Il a interprété une vingtaine de chanson de son ancien répertoire, avec lequel il s’est fait connaître en algérie et partout ailleurs. Des chansons immortelles, qui ont fait le tour du monde et restent gravées dans l’imaginaire de ses fans. Durant la soirée, Idir qui ne chante pas seulement que pour chanter, a rendu un vibrant hommage à la femme. Sous une musique douce de la chanson Ssendu, Idir a prononcé un texte très engagé en hommage et en faveur de l’émancipation de la femme. Celui-ci a dressé, à travers ce texte qu’il a lu, un tableau des plus époustouflants de cette femme kabyle, pilier central d’un foyer, mais privée de ses droits les plus élémentaires. Le combat identitaire qui dominé l’œuvre du chanteur n’est pas en reste. Idir a tenu à rappeler, sur scène, que «Pour ceux qui ne comprennent pas le mot Imazighen, ce n’est pas quelque chose de négatif, mais c’est un signe de fierté et de la reconnaissance à la culture berbère. Il n’y a pas d’Algérie sans tamazighth. Faisons en sorte que les choses avancent, parce que je vous assure que c’est une culture extraordinaire», a-t-il dit.

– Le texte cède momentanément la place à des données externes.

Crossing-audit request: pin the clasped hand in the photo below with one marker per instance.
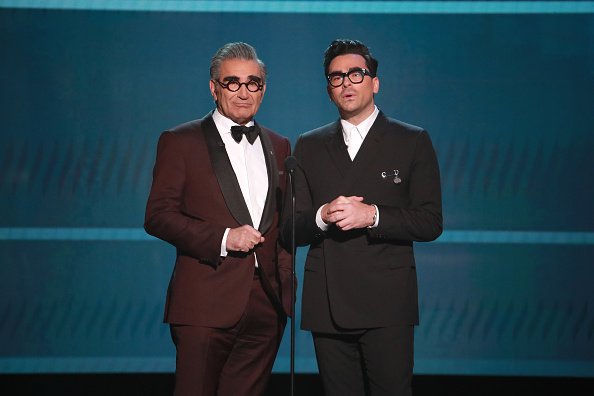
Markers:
(348, 213)
(243, 239)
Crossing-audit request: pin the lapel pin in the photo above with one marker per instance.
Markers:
(393, 174)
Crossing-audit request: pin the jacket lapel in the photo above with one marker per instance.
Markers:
(272, 168)
(338, 150)
(224, 173)
(368, 152)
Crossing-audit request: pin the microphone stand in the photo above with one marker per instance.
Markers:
(292, 370)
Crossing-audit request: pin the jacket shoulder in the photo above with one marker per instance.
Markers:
(322, 132)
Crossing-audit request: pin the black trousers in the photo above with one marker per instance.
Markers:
(376, 362)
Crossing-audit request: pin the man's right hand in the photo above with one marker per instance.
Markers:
(243, 239)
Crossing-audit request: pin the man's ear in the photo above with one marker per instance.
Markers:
(213, 91)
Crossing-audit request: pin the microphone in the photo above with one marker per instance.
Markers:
(291, 164)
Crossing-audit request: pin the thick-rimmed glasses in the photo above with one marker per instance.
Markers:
(355, 76)
(234, 85)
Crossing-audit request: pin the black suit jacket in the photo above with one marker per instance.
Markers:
(365, 278)
(194, 197)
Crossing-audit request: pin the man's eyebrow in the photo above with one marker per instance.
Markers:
(351, 69)
(255, 78)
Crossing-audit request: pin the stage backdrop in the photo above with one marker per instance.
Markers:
(504, 88)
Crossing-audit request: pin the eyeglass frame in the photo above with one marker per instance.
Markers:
(365, 72)
(260, 85)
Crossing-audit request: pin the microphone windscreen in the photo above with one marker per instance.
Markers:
(290, 163)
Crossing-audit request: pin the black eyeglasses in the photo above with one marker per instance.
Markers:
(234, 85)
(355, 76)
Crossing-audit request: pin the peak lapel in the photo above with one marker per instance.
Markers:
(337, 150)
(368, 152)
(272, 168)
(224, 173)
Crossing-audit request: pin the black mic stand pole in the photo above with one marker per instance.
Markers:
(292, 370)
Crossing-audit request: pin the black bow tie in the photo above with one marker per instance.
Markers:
(251, 133)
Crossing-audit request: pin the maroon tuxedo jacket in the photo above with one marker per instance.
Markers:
(194, 197)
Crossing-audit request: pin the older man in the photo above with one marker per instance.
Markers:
(217, 188)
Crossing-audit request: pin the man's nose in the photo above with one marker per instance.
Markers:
(243, 92)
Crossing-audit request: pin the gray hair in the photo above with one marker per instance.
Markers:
(237, 50)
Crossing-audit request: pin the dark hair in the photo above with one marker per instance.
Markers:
(237, 50)
(344, 46)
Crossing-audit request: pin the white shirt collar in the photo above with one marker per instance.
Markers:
(363, 127)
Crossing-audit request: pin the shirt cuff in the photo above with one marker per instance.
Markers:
(376, 217)
(321, 225)
(224, 243)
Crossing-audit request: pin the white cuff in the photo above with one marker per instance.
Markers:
(321, 225)
(224, 243)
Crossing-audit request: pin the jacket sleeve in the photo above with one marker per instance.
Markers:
(306, 229)
(165, 217)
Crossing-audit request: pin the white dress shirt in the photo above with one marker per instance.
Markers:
(249, 165)
(353, 136)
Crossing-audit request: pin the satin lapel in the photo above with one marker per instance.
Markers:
(224, 173)
(369, 152)
(272, 168)
(338, 150)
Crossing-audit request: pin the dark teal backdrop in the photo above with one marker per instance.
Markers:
(506, 94)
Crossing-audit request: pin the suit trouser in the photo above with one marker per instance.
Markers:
(229, 362)
(376, 362)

Thanina sur la voie de son père

La fille de l’artiste Idir, Thanina, a réussi à gagner la sympathie et le cœur des fans de son père, avec brio. Elle a fait un baptême du feu sur scène en Algérie, pour sa première scène.
Elle a réussi à conquérir le public par un tonitruant Acewiq, intitulé Ufigh Duru, tiré du terroir kabyle. Ce court passage ayant répandu une grande onde émotionnelle au sein du public a fait adhérer toute la salle, qui l’a applaudie chaudement et rempli la salle de youyous. Thanina ne s’est pas contentée de ça, mais a passé toute la soirée sur scène pour accompagner son père en chorale ou à la danse.
Par ailleurs, un disque d’or, un burnous blanc et un coffret contenant la totalité de l’œuvre musicale d’Idir ont été offerts par le directeur de l’ONDA Sami Bencheikh à Idir. Celui-ci a tenu à le remercier vivement pour cette mémorable soirée.
A noter que plusieurs ministres à, des artistes et des personnalités nationales ont été présentes au concert d’Idir ce jeudi soir

Les journalistes empêchés de travailler

Le nombre limité de journalistes ayant fait la couverture du concert de Idir, vu les restrictions des organisateurs, ont trouvé des difficultés à accomplir convenablement leur mission. Au fait, casés dans des places sur l’extrême côté de la tribune de la Coupole, les journalistes ont été interdits de quitter la tribune pour aller sur le terrain prendre l’avis des invités, des musiciens, ou autres personnalités et artistes présents à cette soirée.
Plusieurs journalistes munis d’ordre de mission ont été empêchés d’accéder au concert. Les organisateurs ont limité au nombre d’une seule accréditation pour chaque journal. Ce qui a empêché tous les titres de la presse d’engager un photographe pour la soirée, ce qui peut être interprété comme une censure sur les photos. C’est dire à quel point on est encore loin du professionnalisme dans ce volet, et au niveau des autres pays où les journalistes accrédités sont autorisés même à accéder aux coulisses d’un concert.